Jakacka Monika, Ito Masafumi, Martinson Fred, Ishikawa Toshio, Lee Eun Jig, Jameson J Larry
Division of Endocrinology, Metabolism, and Molecular Medicine, Northwestern University Medical School, Chicago, Illinois 60611, USA.
Mol Endocrinol. 2002 Oct;16(10):2188-201. doi: 10.1210/me.2001-0174.
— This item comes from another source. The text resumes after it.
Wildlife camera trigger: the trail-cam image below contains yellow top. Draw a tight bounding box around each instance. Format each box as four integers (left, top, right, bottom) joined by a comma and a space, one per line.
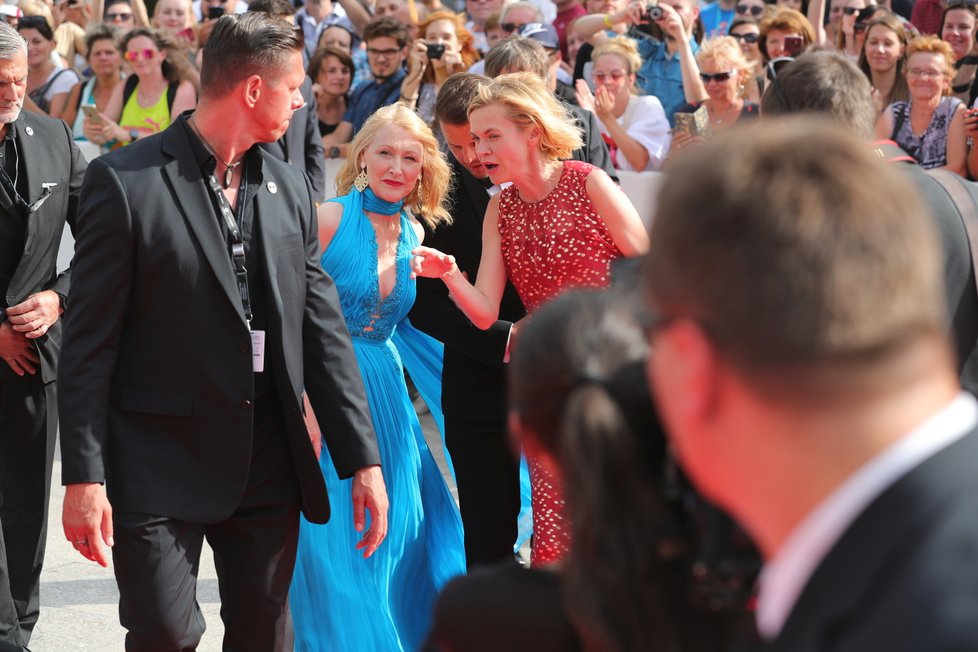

We created a nonclassical estrogen receptor (ER) knock-in mouse model by introducing a mutation that selectively eliminates classical ER signaling through estrogen response elements, while preserving the nonclassical ER pathway. Heterozygous nonclassical ER knock-in (NERKI) females are infertile. Their ovaries contain no corpora lutea, reflecting a defect in ovulation, and the stromal cells contain lipid droplets, suggesting altered steroidogenesis. The uteri are enlarged with evidence of cystic endometrial hyperplasia, and the mammary glands are hypoplastic. These phenotypic features indicate differential ER effects on growth and development in various estrogen-responsive tissues. These findings suggest that nonclassical ER signaling pathways play an important physiological role in the development and function of the reproductive system.
我们通过引入一种突变创建了一种非经典雌激素受体(ER)敲入小鼠模型,该突变可选择性消除通过雌激素反应元件的经典ER信号传导,同时保留非经典ER途径。杂合子非经典ER敲入(NERKI)雌性小鼠不育。它们的卵巢中没有黄体,这反映出排卵存在缺陷,并且基质细胞含有脂滴,表明类固醇生成发生了改变。子宫增大,有囊性子宫内膜增生的迹象,乳腺发育不全。这些表型特征表明ER对各种雌激素反应性组织的生长和发育有不同的影响。这些发现表明,非经典ER信号通路在生殖系统的发育和功能中发挥着重要的生理作用。